В паутине (2)

[1] [2] [3] [4]

В свою очередь, намеренный статус беллетристики делает ее произведением, которое в логическом отношении не является ни правдой, ни ложью. Как я писал в «Философии случая», это вытекает из того, что лев, которого застрелил Стась Тарковский в повести «В пустыне и пуще», был не обычным львом, а львом чисто намеренным, вызванным к феноменалистическому бытию актом сознания Сенкевича и «отпечатанным» в языке его повести, но неизвестно, почему Сенкевич был уверен, что чисто намеренного льва можно застрелить из так же чисто намеренного ружья?

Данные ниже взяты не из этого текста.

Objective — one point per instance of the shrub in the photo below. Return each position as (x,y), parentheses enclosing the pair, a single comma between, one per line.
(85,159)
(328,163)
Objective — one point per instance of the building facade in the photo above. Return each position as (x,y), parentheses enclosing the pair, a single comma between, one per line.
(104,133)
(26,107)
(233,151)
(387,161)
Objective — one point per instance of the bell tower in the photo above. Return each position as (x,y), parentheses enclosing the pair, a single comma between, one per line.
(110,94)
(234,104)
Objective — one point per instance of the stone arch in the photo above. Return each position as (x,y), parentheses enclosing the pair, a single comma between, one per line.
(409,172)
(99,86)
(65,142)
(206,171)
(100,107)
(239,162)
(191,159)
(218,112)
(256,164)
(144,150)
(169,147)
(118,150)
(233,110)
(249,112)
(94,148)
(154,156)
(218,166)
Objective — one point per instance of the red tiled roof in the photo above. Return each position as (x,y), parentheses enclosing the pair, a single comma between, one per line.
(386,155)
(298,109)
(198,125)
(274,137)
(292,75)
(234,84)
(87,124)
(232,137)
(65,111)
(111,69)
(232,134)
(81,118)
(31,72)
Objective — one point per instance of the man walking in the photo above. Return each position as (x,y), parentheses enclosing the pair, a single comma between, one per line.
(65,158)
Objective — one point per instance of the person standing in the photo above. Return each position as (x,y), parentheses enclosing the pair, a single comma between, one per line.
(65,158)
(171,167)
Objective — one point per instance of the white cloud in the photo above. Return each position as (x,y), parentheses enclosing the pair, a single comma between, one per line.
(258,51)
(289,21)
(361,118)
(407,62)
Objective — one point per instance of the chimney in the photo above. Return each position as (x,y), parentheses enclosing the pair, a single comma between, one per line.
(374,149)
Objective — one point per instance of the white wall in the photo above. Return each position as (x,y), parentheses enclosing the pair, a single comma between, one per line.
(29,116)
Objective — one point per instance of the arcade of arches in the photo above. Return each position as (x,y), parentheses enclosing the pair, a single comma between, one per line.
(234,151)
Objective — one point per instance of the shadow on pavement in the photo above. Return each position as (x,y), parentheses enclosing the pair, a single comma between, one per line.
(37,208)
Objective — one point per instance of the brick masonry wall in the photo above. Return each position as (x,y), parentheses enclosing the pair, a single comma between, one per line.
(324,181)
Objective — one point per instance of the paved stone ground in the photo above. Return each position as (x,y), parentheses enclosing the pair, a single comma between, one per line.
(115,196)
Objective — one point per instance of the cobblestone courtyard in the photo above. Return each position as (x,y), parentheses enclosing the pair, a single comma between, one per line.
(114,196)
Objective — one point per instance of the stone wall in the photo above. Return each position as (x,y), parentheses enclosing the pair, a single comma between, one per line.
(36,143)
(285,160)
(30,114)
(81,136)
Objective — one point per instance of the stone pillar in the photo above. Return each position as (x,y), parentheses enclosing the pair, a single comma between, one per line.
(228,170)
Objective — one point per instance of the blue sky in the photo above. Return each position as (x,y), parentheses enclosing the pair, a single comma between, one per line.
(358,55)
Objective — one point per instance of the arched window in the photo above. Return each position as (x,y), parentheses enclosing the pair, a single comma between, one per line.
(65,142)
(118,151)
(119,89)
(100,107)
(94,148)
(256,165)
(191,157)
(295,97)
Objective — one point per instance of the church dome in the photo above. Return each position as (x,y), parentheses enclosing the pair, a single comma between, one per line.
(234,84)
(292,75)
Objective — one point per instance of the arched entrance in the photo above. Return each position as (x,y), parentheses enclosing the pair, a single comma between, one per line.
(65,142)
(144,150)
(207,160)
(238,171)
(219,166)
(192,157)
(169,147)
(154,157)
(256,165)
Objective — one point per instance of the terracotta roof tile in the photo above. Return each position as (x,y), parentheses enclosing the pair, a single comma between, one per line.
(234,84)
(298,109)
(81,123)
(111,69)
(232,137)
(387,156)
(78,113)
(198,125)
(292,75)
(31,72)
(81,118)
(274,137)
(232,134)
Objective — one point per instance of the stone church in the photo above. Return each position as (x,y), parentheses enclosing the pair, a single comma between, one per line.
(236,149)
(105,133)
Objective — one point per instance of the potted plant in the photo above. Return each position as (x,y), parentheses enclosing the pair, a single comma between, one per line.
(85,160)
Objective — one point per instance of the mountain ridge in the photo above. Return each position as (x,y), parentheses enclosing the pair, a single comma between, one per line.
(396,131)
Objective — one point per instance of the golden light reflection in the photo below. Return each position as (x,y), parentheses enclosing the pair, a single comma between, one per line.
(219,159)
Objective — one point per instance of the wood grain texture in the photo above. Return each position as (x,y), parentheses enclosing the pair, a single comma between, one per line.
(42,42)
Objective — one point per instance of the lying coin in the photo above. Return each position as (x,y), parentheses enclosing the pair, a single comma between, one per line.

Почему, вместо того чтобы пасть трупом, лев не превратился в гигантского скорпиона или не отразил намеренную пулю намеренной броней? А потому, что Сенкевич писал в определенной традицией культурной реалистической условности. Чем точнее совпадает генологическая литературная условность с внелитературной обыденной нормой описания произвольных событий, тем труднее осознать наивному читателю, что, открывая книгу, он заключает с ее автором молчаливый договор о способе (модальности) чтения. Наивысшей кассационной инстанцией в чтении является не «фактическая правда событий», как их рассудочная достоверность, а парадигма беллетристического жанра.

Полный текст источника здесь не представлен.